Fig. 1 (a) Absorption of 2.5 × 10⁻⁵ M TSC1 in CH₃CN on the addition of different metal ions (aq. 1.5 × 10⁻⁵ M). (b) Changes in the UV-visible spectra of TSC1 (2.5 × 10⁻⁵ M in CH₃CN) on the gradual addition of aq. 1.5 × 10⁻⁵ M solution of Zn²⁺. (c) Changes of the absorbance at 375 nm. (d) UV-visible absorption spectra of 2.5 × 10⁻⁵ M TSC2 in CH₃CN on the addition of Hg²⁺ ions (aq. 1.5 × 10⁻⁵ M). (e) Changes in the absorption on the addition of Hg²⁺ ions at 450 nm. (f) UV-visible absorption spectra of 2.5 × 10⁻⁵ M TSC3 in CH₃CN on the addition of different metal ions (aq. 1.5 × 10⁻⁵ M). (g) UV-visible absorption spectra of 2.5 × 10⁻⁵ M TSC3 in CH₃CN on the addition of Mn²⁺ ions (aq. 1.5 × 10⁻⁵ M); (h) Changes in the absorption on the addition of Mn²⁺ ions at 450 nm. (i) Relative absorbance of 2.5 × 10⁻⁵ M TSC1 at 450 nm with 2 eq. of different metal ions. (j) Relative absorbance of 2.5 × 10⁻⁵ M TSC3 at 450 nm with 2 eq. of different metal ions.

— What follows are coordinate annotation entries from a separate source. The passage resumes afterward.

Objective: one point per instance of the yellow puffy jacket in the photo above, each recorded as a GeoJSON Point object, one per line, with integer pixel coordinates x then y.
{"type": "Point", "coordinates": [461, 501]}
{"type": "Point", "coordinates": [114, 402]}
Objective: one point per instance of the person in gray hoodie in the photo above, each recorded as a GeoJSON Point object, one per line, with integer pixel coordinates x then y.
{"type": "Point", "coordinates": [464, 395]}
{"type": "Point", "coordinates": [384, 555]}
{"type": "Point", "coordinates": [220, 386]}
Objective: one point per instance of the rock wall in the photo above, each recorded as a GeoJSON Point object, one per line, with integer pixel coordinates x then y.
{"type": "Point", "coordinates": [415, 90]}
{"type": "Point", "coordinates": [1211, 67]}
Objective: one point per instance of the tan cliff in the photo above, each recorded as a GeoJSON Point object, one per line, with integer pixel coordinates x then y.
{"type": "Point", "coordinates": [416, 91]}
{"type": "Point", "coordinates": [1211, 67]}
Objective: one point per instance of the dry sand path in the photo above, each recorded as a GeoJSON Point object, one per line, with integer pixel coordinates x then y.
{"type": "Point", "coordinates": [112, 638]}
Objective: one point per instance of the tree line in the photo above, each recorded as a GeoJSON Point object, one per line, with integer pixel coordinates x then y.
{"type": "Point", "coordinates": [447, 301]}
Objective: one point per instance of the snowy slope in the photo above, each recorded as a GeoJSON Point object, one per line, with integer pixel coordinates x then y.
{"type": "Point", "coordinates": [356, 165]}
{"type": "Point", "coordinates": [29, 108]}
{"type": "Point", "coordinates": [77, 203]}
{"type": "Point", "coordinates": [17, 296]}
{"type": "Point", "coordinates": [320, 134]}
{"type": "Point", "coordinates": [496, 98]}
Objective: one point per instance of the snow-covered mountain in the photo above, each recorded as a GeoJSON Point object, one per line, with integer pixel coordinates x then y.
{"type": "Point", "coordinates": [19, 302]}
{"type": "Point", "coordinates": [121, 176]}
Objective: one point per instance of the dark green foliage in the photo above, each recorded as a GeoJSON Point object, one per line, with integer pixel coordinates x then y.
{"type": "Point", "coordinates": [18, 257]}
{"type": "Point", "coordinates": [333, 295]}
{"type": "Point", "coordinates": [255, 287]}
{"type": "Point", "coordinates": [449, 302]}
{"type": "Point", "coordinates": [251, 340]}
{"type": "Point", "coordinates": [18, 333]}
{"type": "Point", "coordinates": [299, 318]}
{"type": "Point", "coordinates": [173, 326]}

The binding of the synthesized thiosemicarbazones as ligands and the metal ions has also been examined with the help of B–H plots (refer to the ESI†). The binding constants of TSC1 with Co²⁺, Ni²⁺, Cu²⁺, and Zn²⁺ as observed in the nonlinear least squares fitting plots were 1.2 × 10⁴, 1.30 × 10⁴, 1.2 × 10⁴ and 1.6 × 10⁴, respectively. For ligand TSC2, the binding constants with Sn²⁺ and Hg²⁺ were 1.50 × 10⁴ and 2.3 × 10⁴, respectively. In the case of TSC3, the binding constant with Mn²⁺ was found to be 3.2 × 10⁴. The observation of the plots suggested the stoichiometric ratio of the ligand and the metal ions. In the case of TSC1, the complexation with the metals Co²⁺, Ni²⁺, Cu²⁺, and Zn²⁺ occurred in the ratio of 2 : 1 between the ligand and the metal ions. However, the complexation of ligand TSC2 and metal ions Hg²⁺ and Sn²⁺ took place in the ratio of 1 : 1. Complexation of TSC3 with metal ion Mn²⁺ occurred in the ratio of 1 : 1. The formation of the complexes with the metal ions was proposed, as shown in Fig. 2.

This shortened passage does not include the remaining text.